Taormina 2023: Composto si tiene fuori dall'”O.K. Corral”

TAORMINA – Sino a questo momento è il grande assente della campagna elettorale per le Amministrative del 2023. Ha detto e ripetuto in tempi non sospetti che non si candiderà a sindaco e non intende neppure rientrare nell’agone della politica attiva locale.

Il quadro attuale sembra decisamente dare ragione a Pinuccio Composto. L’ex presidente del Consiglio comunale di Taormina, non si candida e le elezioni le osserverà con il distacco del medico di famiglia che si dedicherà in questo tempo ai propri (tanti) pazienti. La competizione la vivrà da semplice cittadino, simpatizzando ovviamente per qualcuno (sappiamo chi ma non lo diciamo) ma senza farsi tirare dentro, nella mischia da “O.K. Corral” di questa competizione.

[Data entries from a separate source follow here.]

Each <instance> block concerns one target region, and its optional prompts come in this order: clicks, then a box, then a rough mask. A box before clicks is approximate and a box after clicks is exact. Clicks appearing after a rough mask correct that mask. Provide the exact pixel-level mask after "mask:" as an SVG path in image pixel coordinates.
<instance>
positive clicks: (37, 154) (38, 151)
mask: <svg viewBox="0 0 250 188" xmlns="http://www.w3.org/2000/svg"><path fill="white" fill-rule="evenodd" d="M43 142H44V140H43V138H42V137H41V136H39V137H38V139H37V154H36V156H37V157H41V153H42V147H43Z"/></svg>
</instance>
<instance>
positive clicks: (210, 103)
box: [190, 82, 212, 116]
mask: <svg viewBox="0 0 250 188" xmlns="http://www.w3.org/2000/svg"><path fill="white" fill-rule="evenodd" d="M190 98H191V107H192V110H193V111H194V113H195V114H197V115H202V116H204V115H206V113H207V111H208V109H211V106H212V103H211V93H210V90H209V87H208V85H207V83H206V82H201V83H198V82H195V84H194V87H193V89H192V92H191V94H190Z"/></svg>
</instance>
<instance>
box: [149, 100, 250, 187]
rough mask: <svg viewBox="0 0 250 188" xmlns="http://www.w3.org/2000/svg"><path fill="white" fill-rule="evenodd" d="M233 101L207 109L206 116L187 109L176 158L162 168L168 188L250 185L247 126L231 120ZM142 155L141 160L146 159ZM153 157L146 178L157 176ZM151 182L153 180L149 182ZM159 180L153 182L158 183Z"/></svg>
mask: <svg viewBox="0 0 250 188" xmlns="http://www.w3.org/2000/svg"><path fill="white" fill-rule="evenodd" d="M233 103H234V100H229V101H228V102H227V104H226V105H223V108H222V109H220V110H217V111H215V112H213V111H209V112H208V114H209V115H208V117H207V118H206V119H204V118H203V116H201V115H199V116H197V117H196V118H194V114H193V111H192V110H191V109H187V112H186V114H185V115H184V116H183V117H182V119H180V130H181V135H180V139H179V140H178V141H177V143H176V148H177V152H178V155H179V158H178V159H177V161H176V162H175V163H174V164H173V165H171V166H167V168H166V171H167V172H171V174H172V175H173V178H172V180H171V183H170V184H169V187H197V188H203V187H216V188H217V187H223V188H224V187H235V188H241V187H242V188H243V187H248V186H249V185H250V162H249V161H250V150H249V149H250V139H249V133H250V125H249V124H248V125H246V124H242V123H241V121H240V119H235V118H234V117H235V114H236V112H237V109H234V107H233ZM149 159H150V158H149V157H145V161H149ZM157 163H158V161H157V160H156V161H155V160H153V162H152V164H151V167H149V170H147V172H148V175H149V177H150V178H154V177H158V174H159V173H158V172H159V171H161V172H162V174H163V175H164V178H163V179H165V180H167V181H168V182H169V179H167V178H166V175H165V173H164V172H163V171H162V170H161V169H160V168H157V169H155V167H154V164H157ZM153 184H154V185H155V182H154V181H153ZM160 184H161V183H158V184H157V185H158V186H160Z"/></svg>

Composto era stato nelle passate legislature uno dei protagonisti dell’area politica di centrodestra, si era candidato a sindaco alle elezioni del 2013, nei cinque anni successiva aveva dato filo da torcere all’Amministrazione Giardina da consigliere di opposizione e poi era stato uno dei “papabili” per la candidatura anche alle elezioni del 2018. Almeno per adesso la sua parabola politica si è interrotta con la fine tumultuosa del “tavolo” di Mazzeo. Una circostanza indicativa e per molti versi ancora di stretta attualità sulla condizione della politica taorminese, perché si trattava di un tavolo al quale accadde tutto e il contrario di tutto nella ricerca frenetica allora del candidato da contrapporre a Bolognari, che rientrava in campo dopo 17 anni di assenza. L’esito di quell’assemblea fu un susseguirsi di liti, tradimenti e strascichi personali.

“Stavolta sarà peggio ancora, non sono interessato a candidarmi”, aveva profetizzato e risposto qualche tempo fa Composto a quelli che lo esortavano a rientrare in politica. Come dargli torto?